知里さんとは試合後に会った以来全く話せていなかった。クラスも違うし、俺がなんとなく会うのを躊躇っていたから。‥嫌いになったとかそういうことではないし、むしろ俺の情けない姿を見せてしまったから逆に嫌われてしまったかもしれない、とか。‥まあ色々考えていたのだ。そもそも知里さんが俺にどういう感情を持っているのかなんていうことは分からないけど。

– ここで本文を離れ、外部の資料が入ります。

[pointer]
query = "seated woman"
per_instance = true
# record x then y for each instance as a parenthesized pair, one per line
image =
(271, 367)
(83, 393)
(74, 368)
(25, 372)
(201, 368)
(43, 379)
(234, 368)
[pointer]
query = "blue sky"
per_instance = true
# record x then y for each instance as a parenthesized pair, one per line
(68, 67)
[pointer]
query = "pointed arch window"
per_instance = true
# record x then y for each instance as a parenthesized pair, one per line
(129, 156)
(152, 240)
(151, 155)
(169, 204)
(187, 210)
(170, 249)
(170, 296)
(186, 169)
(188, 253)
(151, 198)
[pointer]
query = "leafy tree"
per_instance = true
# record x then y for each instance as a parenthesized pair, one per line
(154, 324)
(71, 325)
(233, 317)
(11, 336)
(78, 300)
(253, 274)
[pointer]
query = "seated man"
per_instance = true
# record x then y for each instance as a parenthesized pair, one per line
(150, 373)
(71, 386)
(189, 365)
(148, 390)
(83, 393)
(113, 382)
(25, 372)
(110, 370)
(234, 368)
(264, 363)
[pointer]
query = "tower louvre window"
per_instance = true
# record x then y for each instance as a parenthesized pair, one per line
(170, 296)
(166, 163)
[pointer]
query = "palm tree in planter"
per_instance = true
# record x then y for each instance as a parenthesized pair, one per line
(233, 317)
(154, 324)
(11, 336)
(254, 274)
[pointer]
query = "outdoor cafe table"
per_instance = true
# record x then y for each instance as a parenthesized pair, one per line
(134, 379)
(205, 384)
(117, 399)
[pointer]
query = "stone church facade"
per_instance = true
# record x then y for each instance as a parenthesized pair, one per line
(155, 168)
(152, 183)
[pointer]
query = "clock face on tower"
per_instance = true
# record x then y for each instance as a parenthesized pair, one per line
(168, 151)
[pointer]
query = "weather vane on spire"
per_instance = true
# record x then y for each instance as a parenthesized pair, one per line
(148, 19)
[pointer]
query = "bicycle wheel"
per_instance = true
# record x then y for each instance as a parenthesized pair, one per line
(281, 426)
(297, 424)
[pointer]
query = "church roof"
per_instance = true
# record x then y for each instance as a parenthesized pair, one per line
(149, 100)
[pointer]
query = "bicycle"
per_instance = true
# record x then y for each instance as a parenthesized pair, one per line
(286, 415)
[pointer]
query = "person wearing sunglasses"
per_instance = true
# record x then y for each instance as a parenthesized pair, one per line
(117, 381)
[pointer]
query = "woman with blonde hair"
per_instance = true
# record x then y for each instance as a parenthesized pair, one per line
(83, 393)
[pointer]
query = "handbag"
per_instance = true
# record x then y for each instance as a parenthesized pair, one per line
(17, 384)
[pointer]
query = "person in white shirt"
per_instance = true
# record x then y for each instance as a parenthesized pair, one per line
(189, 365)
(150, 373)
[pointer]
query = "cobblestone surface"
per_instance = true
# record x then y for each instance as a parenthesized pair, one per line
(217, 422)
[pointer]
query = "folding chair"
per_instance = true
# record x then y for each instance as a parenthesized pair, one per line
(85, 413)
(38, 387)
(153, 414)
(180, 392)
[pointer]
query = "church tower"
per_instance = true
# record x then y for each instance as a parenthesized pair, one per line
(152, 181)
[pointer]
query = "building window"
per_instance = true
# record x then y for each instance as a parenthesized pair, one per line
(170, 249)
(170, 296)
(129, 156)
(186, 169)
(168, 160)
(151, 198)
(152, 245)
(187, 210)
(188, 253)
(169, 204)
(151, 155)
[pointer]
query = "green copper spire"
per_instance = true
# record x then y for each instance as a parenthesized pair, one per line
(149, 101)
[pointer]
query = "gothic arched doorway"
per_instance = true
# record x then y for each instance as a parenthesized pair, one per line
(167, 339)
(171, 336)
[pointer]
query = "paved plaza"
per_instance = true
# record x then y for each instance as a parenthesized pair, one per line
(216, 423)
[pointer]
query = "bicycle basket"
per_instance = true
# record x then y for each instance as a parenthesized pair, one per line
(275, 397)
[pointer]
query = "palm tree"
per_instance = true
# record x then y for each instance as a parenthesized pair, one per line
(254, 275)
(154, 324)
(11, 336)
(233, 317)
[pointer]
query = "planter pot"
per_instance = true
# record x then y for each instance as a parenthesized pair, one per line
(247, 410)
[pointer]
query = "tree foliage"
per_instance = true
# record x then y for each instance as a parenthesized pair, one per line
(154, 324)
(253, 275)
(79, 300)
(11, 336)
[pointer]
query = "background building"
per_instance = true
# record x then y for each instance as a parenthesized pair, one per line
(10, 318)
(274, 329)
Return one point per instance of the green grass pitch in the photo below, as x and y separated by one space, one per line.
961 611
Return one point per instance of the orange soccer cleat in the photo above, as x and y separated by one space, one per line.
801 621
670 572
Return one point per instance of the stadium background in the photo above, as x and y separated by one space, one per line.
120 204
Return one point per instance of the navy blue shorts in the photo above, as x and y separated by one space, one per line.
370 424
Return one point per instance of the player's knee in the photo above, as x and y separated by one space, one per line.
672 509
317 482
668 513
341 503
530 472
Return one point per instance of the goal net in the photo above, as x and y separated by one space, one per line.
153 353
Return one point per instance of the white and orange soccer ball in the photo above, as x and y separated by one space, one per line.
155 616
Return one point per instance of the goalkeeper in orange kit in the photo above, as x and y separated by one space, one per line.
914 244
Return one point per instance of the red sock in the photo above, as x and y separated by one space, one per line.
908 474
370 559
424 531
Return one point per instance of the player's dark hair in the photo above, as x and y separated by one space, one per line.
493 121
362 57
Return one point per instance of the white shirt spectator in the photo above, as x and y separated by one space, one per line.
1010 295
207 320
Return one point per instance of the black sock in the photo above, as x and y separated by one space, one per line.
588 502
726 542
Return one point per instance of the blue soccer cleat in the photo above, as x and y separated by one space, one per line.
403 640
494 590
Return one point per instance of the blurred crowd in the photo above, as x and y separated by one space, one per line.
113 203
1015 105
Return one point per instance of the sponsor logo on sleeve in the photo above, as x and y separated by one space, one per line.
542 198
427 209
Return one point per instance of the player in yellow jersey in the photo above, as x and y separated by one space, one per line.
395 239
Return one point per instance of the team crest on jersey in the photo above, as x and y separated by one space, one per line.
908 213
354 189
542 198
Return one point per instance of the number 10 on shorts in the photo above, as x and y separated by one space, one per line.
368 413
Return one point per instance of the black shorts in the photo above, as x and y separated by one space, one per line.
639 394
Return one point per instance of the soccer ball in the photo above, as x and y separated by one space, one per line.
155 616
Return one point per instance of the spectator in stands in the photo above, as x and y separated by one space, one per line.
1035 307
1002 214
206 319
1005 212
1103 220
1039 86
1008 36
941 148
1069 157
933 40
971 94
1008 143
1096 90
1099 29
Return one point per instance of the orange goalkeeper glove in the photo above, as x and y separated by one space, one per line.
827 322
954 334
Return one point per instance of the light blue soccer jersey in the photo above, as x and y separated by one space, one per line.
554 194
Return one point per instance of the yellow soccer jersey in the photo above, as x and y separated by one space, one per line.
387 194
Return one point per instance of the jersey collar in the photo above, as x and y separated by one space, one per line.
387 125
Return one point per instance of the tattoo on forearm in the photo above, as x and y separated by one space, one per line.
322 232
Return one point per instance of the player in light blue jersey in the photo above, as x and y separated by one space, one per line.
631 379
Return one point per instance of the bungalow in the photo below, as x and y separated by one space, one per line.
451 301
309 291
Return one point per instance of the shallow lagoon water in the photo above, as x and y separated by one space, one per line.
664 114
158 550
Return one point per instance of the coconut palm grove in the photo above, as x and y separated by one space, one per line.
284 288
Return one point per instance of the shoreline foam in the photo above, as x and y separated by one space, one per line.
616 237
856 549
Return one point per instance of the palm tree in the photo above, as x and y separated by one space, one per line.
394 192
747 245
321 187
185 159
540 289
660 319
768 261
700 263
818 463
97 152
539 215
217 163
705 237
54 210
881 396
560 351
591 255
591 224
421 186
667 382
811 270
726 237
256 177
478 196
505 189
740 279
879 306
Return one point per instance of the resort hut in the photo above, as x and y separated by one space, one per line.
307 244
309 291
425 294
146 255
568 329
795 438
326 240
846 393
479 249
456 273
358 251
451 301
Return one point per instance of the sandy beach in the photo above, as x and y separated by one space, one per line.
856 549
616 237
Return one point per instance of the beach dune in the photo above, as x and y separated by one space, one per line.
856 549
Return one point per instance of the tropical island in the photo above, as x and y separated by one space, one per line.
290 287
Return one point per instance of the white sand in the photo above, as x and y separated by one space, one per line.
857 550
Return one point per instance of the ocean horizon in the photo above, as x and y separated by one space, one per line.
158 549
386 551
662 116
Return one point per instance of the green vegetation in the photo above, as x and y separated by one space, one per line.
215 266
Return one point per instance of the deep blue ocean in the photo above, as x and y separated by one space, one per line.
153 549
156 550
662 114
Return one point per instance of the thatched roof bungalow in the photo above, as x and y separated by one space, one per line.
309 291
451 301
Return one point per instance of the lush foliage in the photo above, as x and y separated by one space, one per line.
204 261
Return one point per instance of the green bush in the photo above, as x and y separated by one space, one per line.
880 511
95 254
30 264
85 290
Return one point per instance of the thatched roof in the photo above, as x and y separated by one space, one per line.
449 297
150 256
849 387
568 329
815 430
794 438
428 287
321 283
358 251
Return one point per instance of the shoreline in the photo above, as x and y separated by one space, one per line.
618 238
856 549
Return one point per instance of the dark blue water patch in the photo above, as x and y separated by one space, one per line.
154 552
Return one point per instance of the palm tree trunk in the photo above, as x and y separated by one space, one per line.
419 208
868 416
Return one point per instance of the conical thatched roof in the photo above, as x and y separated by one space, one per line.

「今回は他校生も多いし、何かとフォローが必要になるかもしれない。清水にも話すけど、俺らもフォローできるようにしておこう」
「意外と頑張っちゃうとこあるしな〜」
「え、合宿全日程参加するの‥?」
「そのつもりで俺は言ってるけど?」

しらっと普通に答える大地は、それよりお前は早く床を拭けと視線で促してくる。本格的に怒りのサインを送られる前に持っていたタオルでちょいちょいと水分を拭き取りながらごくりと息を飲み込んだ。来るんだ。知里さん、‥来てくれるんだ。考えるだけで口の端がゆるゆると崩れていくのが分かったけど、そんな顔を2人には見せられない。ごしごしと腕で顔を拭ってから頭を上げると、その2人の間には清水と谷っちゃんの姿が増えていた。

「来海、また来てくれるの?」
「おお、丁度良かった2人とも」
「?」
「清水が言った通り、今回も知里が来てくれるらしいぞ」
「やった、」
「??」

困惑顔を浮かべながらボールをぎゅうと抱きしめる谷っちゃんは今回が初合宿だ。そもそもまだ入って間も無いけれど、日向のお陰もありというか既に部に溶け込みつつある。日向の、というか赤点テストのお陰‥いや、それは考えないことにしておこう。清水はやっぱりとても嬉しそうで、あとで連絡しておくと大地から受け取った日程表を見て笑顔を向けている。‥連絡か。そういえば、教えてもらった連絡先もほとんど活用されていなかったな。‥本当は凄く会いたいし声を聞きたいのに、ちょっとの勇気も出ない自分に嫌気がさした。どうしたらいい。‥どうしたら。

「清水、知里さんに連絡って俺がしてもいい?」

ぐん、とその場に立って、猫背の背中をぴんと張る。そうして驚く程すらりと言えた言葉に吃驚していたのは自分よりも周りの方だ。え、いい、けど。吃り気味に放たれた声はどこか楽しそうなものだったけれど、もっと目に付いたのはスガの拍子抜けしたような真ん丸く開かれた目の大きさだ。そんなに率先的な奴じゃないっていうのは俺が1番分かってる。だからこそ、俺の足だって少し震えている。それでもヘナチョコなんて言われるのは、‥もう正直ごめんだ。